The pleasant Welsh university town of Aberystwyth is ending a disastrous year-long experiment. In their wisdom, the town elders decided last year to fire all the traffic wardens, believing that decency and common sense would cause the citizenry to park responsibly and safely even without the threat of a ticket. Bad call! With the wardens off the streets, the locals all turned into John Terry, parking wherever they liked and turning the town into a chaotic hell-hole. Now the wardens are coming back, to the relief of all concerned.
Here in equally pleasant St Albans, we could have saved them the trouble. A number of years ago, our parking wardens staged a long strike. With the regulations unenforced, the result was mayhem, and there was great rejoicing (maybe I'm overstating the case a bit) when the tubby guys in blue were back on the prowl.

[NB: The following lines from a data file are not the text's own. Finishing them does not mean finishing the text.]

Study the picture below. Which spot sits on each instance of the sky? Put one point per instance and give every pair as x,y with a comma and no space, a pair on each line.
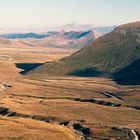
52,13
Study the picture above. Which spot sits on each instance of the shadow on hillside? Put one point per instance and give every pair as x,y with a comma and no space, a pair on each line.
27,66
88,72
129,75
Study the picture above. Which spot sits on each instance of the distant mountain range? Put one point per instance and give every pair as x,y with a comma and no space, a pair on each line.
116,54
74,38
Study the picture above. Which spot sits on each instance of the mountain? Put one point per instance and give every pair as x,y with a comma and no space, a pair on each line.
26,35
62,39
104,30
107,55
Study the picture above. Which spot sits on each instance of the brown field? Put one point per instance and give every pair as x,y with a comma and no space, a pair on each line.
62,108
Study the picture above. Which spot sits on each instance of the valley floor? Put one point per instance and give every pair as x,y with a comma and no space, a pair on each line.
65,108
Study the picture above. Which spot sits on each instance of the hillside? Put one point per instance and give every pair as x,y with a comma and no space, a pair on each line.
106,55
62,39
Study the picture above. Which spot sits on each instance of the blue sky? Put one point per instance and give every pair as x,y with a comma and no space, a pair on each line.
51,13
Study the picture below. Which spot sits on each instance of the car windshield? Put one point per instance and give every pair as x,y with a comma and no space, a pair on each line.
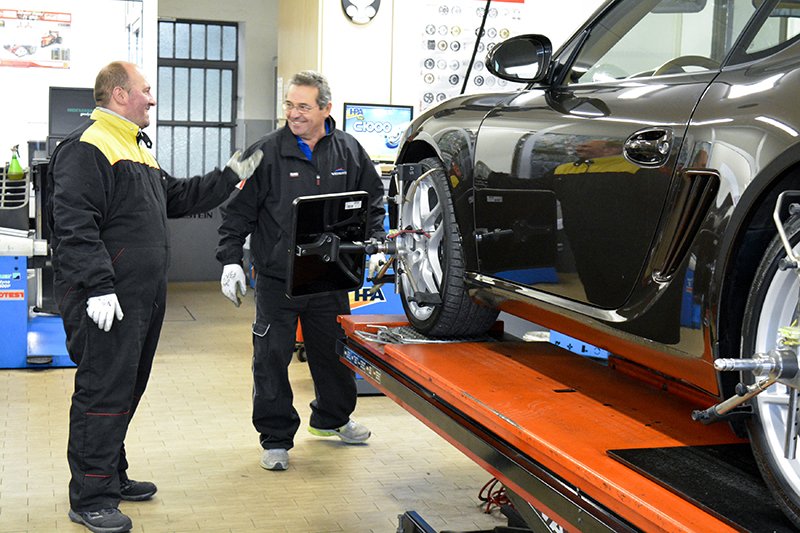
661,37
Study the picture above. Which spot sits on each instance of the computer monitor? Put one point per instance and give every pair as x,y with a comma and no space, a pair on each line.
69,108
378,128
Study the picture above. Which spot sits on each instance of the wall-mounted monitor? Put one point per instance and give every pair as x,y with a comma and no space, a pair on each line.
69,108
378,128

Not that the return of the wardens has put an end to all parking grievances in our fair city. The big issue: people don't want to have to pay for the privilege of stashing a ton of metal by the side of the road. Parking for free seems to be some kind of human right, which the local council messes with at its extreme peril. One gent from a nearby village wrote indignantly to the local paper last month that the twice-weekly St Albans market was no longer on his must-do list, thanks to the parking charges. The opportunity to take part in something that has been a tradition in the city for more than a thousand years, and to support local farmers and businessmen, is as naught compared to the outrageous imposition of having to pay a pound to park his precious steed.
Elsewhere in town, there is outrage at the local council's attempts to stop visitors to the ruins of Roman Verulamium and the (unruined) Abbey from parking on the grass verges in order to avoid parking charges. One local councillor warned that the City could not afford to be seen as unfriendly to visitors, though it's not clear why we want to be friends with the kind of people who won't pay for parking: those cheapskates probably bring their own sandwiches too.
It's not just in parking that St Albans leads the way. Recently the once-great city of Detroit announced that it would be dousing a lot of its streetlights to save money. Hey, Motown, get with the program! Here in St A, the local council started doing that some time ago, and very well it's gone too. The sensors initially installed on the lights -- all 40,000 of them across the county -- were faulty, and had to be replaced, and there were stories from all over the area of lights turning off mid-evening, and not at midnight as they were supposed to. However, Detroit may avoid that fate, as it's going down a cheaper route -- almost half of the city's streetlights have failed anyway, and they're simply not being replaced. Let's hope St Albans council doesn't get wind of that.